The content created using artificial intelligence begins to fill in the Internet, and this can be bad news for future AI models. Language models, such as ChatGPT, are trained on the basis of content found on the Internet. As AI creates more and more “synthetic” content, an engineering problem can arise, known as “Model Collapse”.
The filtering of synthetic data from teaching models becomes an important field of research, and will probably grow as AI content fills the Internet. Ouroboros is an ancient symbol of a snake that absorbs its own tail. In the AI era, this symbolism acquires a new, acute meaning. When the editorial content created by the AI language models begins to fill in the Internet, this is accompanied by many errors.
The Internet is a source on which these language models are trained. In other words, AI “absorbs” itself.
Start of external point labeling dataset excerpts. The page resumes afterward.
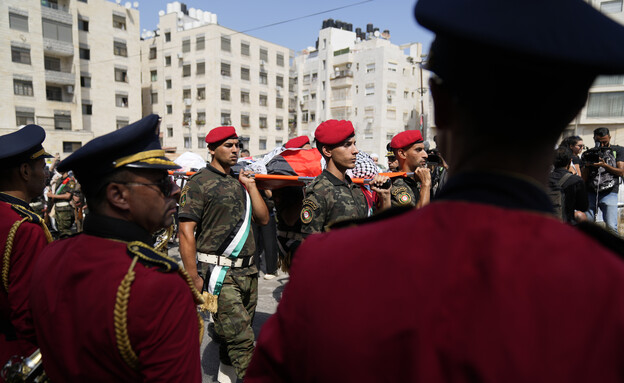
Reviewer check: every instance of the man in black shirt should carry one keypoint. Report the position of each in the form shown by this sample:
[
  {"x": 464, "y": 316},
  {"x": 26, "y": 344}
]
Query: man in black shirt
[{"x": 574, "y": 194}]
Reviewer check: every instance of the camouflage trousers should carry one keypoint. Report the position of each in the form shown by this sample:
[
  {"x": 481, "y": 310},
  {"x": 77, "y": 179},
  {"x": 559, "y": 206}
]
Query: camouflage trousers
[
  {"x": 64, "y": 220},
  {"x": 237, "y": 307}
]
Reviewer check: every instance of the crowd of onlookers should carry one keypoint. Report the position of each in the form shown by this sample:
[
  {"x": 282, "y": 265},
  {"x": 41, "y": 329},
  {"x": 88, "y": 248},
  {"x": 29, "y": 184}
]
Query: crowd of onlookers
[{"x": 585, "y": 181}]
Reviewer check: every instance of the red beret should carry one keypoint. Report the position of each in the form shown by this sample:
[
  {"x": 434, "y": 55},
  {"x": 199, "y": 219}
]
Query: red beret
[
  {"x": 297, "y": 142},
  {"x": 333, "y": 132},
  {"x": 405, "y": 139},
  {"x": 221, "y": 133}
]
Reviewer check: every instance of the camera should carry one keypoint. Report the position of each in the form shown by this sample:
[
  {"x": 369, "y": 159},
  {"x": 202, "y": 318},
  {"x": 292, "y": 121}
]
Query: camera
[{"x": 593, "y": 155}]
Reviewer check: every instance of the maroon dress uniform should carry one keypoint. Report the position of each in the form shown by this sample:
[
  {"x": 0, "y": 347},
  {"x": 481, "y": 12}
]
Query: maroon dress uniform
[
  {"x": 17, "y": 332},
  {"x": 490, "y": 292},
  {"x": 77, "y": 337}
]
AI can start training on data full of errors, until what he tried to create will not become complete nonsense. This is what AI researchers call the “model collapse.” In one of the recent studies a language model was used to generate the text about English architecture. After multiple AI training on this synthetic test, the answer of the 10th model was completely meaningless.
In order to effectively train new AI models, companies need data that are not spoiled by synthetically created information. Alex Dimakis, the co -director of the AI National Institute on the basics of machine learning, says that a small collection of high -quality data can surpass a large synthetic one. At the moment, engineers have to sift the data to make sure that AI does not study on the synthetic data that he created.